Polres Sukabumi Kota membongkar praktik prostitusi di kos-kosan yang dipasarkan lewat daring atau online melalui media sosial. Dari pengungkapan ini, polisi mengamankan 10 pekerja seks komersial (PSK). Dari jumlah tersebut, 2 di antaranya masih di bawah umur dan tengah mengandung.
“Kosan yang berada RT 01, RW 04 Kelurahan Nyomplong, Kecamatan Warudoyong kerap digunakan PSK untuk menjajakan dirinya melayani tamu melalui sistem daring atau media sosial Twitter,” kata Kapolres Sukabumi Kota, AKBP Susatyo Purnomo Condro, di Sukabumi, Jawa Barat.
Susatyo mengungkapkan, tempat kos tersebut kerap dijadikan tempat untuk melayani tamu karena anjuran 2 mucikari atau germo. Mereka antara lain seorang warga berinisial WS Alias P (42) dan USD Alias J (40). Mereka diketahui menjual gadis belia melalui online, kemudian selalu mengarahkan tamunya untuk berkencan di tempat kos itu.
“Dalam menjalankan aksinya kedua tersangka itu menggunakan Twitter untuk bertransaksi dengan nama akun Sukabumi Asik, di media sosial itu pemesan pun akan mendapatkan foto-foto PSK yang sudah sesuai dengan keinginannya," kata Susatyo.
Menurutnya, praktik prostitusi online yang terjadi di Kelurahan Nyomplong, Kecamatan Warudoyong, Sukabumi ini merupakan modus baru. Sebab, selain menawarkan prostitusi lewat online, para pelanggannya juga sekaligus disediakan tempat untuk berkencan.
Sejauh ini, pihak kepolisian juga sudah meminta keterangan dari ketua RT setempat. Juga lokasi tersebut sudah didata meski penghuninya tertutup.

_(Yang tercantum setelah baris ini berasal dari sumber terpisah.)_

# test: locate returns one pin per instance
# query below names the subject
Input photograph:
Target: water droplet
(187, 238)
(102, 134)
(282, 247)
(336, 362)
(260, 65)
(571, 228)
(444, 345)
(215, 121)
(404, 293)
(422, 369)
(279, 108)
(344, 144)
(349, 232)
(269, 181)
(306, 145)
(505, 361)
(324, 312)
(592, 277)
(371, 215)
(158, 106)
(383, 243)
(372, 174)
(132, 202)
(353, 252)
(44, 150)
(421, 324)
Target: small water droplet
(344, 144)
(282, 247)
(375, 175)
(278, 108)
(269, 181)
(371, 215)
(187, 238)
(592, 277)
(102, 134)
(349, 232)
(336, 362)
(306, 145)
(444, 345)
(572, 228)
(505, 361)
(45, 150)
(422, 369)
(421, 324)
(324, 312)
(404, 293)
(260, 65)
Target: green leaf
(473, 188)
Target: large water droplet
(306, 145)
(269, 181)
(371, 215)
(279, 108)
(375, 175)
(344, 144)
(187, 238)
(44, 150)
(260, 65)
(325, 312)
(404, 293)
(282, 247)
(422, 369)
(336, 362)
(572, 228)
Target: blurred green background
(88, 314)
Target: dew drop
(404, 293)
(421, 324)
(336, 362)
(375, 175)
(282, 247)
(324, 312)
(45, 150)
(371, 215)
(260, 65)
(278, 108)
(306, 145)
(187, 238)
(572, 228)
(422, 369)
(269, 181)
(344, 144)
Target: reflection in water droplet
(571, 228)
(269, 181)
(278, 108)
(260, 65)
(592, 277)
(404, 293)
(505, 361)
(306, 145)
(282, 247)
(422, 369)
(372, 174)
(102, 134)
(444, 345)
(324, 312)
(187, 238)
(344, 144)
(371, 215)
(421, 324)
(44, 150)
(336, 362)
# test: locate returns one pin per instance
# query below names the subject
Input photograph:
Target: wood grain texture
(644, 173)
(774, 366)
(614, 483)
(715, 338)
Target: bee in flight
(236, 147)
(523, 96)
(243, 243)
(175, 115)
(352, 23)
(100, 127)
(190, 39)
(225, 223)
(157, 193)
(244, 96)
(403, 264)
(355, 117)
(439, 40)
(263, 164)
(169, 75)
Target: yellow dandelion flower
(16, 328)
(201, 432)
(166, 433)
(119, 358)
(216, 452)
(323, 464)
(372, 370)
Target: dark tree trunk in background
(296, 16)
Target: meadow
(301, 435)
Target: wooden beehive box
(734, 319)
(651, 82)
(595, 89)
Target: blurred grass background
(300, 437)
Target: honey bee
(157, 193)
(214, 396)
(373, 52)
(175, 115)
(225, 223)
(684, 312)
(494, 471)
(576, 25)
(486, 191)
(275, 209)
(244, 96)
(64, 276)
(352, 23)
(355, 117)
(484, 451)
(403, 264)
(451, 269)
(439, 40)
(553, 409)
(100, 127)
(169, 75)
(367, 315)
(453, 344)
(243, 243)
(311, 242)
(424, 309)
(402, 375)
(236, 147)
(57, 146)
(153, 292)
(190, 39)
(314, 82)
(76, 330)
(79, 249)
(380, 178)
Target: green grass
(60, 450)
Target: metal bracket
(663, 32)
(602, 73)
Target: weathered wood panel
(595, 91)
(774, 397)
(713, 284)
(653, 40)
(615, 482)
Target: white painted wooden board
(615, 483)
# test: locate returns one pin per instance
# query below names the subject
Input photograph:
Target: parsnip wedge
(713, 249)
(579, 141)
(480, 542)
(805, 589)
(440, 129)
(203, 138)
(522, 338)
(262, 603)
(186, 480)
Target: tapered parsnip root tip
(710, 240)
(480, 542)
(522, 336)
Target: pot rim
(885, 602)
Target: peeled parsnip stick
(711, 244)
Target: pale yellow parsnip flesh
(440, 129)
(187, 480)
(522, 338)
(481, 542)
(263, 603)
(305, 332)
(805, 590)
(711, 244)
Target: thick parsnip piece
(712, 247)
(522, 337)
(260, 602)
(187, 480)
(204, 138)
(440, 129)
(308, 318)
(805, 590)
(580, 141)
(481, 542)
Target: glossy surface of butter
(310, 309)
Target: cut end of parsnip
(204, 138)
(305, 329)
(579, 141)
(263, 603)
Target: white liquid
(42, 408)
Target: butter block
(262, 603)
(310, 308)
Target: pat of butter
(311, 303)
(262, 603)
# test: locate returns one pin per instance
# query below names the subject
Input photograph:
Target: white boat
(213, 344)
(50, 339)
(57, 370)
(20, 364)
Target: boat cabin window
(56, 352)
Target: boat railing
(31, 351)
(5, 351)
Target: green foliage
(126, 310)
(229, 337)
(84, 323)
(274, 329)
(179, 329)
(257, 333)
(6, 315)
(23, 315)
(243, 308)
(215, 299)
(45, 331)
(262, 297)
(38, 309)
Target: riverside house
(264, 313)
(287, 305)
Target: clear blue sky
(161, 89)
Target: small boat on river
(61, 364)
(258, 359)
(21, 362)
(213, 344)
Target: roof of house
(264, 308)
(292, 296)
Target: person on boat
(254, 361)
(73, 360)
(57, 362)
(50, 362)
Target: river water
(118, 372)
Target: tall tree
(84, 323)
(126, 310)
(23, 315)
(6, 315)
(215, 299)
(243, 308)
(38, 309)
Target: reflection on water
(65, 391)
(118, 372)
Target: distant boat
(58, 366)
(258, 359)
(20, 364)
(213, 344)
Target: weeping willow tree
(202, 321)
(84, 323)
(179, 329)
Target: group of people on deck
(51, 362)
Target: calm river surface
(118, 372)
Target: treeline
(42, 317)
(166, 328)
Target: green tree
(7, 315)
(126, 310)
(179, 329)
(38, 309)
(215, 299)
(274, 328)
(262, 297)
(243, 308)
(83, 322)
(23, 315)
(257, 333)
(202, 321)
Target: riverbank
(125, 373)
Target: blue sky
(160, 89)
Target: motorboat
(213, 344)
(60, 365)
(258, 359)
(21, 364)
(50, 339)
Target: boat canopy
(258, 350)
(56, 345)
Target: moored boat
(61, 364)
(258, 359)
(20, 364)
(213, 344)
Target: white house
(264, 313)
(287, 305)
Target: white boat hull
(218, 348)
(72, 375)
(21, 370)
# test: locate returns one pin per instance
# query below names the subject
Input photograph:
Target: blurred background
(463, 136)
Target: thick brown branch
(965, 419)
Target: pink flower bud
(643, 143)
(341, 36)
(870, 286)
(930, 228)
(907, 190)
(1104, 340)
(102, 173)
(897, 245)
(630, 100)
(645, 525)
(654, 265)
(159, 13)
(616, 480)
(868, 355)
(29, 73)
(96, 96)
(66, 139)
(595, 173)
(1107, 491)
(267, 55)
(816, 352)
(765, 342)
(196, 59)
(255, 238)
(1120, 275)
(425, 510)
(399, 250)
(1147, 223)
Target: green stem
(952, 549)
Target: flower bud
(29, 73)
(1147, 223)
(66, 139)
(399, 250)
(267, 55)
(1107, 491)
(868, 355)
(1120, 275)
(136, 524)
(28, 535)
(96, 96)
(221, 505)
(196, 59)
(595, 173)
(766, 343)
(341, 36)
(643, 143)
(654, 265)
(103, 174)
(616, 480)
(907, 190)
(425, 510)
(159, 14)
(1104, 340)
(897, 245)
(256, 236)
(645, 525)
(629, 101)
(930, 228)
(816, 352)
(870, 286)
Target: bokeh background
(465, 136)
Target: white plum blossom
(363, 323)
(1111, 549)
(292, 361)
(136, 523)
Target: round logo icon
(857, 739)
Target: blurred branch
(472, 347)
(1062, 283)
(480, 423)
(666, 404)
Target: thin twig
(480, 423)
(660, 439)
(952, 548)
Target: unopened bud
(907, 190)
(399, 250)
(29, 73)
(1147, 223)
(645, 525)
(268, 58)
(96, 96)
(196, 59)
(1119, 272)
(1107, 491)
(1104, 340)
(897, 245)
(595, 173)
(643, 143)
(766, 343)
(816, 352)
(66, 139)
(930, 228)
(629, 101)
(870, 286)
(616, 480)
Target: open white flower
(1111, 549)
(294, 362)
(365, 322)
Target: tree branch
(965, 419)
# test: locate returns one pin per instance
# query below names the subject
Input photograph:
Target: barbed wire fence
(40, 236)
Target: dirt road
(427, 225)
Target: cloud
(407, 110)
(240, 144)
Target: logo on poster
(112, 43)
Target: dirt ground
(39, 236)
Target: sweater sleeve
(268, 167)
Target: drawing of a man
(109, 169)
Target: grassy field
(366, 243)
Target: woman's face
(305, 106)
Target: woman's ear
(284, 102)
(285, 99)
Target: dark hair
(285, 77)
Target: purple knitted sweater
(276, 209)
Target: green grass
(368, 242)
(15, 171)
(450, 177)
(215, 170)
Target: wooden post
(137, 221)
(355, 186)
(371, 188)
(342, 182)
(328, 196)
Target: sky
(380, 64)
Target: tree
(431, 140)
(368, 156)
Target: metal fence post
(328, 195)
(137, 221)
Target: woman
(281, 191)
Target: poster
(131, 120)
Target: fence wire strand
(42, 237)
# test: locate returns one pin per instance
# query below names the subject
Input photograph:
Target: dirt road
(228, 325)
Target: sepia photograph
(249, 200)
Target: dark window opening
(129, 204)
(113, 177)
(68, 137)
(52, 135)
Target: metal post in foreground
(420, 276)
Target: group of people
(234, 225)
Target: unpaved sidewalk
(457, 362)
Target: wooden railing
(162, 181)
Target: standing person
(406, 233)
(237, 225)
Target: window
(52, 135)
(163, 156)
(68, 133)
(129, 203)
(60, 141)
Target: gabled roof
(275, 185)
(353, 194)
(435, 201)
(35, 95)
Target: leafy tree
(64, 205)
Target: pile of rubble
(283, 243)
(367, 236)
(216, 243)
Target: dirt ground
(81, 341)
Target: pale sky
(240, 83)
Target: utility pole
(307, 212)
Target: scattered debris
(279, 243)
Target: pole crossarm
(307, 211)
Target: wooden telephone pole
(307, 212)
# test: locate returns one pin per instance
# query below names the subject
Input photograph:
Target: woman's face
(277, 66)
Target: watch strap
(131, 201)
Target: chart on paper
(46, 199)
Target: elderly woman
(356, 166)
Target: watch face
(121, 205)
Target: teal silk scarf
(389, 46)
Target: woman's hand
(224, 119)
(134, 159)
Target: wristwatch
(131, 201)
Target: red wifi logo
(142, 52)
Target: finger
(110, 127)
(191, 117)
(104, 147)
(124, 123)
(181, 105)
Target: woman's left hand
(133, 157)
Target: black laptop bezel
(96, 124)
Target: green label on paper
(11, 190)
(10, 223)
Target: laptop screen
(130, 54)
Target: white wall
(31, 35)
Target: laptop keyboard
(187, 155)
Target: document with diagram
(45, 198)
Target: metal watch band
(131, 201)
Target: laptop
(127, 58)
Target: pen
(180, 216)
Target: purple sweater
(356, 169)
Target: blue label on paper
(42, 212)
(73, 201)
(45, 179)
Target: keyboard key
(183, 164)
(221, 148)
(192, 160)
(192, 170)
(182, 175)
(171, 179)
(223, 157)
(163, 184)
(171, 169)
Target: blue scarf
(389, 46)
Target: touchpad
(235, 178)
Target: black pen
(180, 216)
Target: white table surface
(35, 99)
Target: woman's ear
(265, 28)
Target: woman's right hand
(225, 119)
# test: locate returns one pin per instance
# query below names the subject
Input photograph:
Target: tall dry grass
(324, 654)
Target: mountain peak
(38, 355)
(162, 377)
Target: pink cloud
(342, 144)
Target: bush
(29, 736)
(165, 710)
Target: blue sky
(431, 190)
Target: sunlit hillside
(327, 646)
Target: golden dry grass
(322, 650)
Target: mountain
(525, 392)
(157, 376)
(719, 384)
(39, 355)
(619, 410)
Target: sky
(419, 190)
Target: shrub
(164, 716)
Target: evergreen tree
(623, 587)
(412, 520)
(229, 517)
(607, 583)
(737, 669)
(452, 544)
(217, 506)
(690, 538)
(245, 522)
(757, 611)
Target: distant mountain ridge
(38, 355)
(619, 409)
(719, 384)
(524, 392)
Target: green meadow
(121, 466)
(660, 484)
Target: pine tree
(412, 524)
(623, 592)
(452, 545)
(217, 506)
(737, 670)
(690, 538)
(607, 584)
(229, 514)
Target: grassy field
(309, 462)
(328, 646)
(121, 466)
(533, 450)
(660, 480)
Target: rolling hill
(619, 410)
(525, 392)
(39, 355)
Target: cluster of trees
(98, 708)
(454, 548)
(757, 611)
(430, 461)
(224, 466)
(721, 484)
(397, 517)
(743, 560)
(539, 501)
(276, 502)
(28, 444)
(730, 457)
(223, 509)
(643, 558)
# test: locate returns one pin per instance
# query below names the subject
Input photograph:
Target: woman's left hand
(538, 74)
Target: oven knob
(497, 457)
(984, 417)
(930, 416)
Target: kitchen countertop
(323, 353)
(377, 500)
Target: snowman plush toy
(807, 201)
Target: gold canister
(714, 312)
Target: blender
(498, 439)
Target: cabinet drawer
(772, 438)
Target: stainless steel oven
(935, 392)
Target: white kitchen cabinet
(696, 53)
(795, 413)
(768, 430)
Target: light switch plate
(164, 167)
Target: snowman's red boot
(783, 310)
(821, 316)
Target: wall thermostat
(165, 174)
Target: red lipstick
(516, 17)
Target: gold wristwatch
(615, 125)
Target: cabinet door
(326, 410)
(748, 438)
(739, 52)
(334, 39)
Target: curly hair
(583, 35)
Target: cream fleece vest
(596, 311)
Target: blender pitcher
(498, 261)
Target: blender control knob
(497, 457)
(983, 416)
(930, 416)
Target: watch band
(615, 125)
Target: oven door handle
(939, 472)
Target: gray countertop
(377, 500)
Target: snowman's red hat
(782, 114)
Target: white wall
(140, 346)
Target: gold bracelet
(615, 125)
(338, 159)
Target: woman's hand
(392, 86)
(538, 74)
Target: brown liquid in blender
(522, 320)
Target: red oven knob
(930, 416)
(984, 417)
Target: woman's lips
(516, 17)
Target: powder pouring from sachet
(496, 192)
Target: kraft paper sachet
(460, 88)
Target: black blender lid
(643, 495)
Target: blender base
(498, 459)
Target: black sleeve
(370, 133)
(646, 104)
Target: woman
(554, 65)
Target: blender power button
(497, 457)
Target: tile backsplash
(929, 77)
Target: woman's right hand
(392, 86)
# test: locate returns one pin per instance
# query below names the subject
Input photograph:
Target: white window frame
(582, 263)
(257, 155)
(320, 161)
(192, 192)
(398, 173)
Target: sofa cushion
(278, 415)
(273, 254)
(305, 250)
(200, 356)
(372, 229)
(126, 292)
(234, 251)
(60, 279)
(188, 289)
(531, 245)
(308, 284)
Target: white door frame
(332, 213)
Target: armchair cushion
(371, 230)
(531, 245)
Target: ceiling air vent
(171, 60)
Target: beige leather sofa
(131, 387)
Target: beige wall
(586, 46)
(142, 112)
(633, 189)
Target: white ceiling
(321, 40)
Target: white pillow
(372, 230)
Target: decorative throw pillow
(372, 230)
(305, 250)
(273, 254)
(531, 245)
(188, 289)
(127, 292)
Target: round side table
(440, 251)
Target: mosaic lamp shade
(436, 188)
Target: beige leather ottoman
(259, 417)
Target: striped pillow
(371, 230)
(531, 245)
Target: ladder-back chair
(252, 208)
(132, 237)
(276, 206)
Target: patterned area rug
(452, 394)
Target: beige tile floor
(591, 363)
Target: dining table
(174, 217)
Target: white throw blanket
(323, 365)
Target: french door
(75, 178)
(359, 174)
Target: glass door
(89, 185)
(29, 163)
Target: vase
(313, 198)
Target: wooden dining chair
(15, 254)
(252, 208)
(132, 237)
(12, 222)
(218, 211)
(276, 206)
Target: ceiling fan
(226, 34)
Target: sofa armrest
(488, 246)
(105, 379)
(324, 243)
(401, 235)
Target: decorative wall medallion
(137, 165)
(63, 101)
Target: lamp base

Susatyo mengatakan, pihaknya masih mendalami kemungkinan adanya kosan lain yang dijadikan tempat untuk berkencan oleh dua tersangka tersebut.
Terjerat Pasal Berlapis
Susatyo mengatakan, atas perbuatannya tersangka dijerat dengan pasal berlapis yakni Pasal 4 (1) Jo 29 dan atau pasal 4 (2) Jo 30 UU RI nomor 44 tahun 2008 tentang Pornografi dengan Ancaman pidana penjara kurungan paling singkat enam bulan dan paling lama 12 tahun, denda paling sedikit Rp250 juta dan paling banyak banyak Rp6 miliar.
Kemudian, Pasal 27 (1) Jo 45 (1) UURI nomor 19 tahun 2016 tentang perubahan atas UURI nomor 11 tahun 2008 tentang Informasi Dan Transaksi Elektronik dengan ancaman pidana penjara enam tahun dan denda paling banyak Rp1 miliar.
Selanjutnya, Pasal 296 KUHP dengan ancaman pidana paling lama 1 tahun 4 bulan. Pasal 506 KUHP dengan Ancaman pidana penjara paling lama satu tahun. Pasal 76E Jo Pasal 82 ayat 1, 2 dan 4 UU RI nomor 17/2016 penetapan Peraturan Pemerintah pengganti UURI nomor 1/2016 tentang perubahan kedua atas UURI nomor 23/2012 tentang Perlindungan Anak yang ancamannya penjara paling singkat lima paling lama 15 tahun dan denda paling banyak Rp5 miliar. (Ant)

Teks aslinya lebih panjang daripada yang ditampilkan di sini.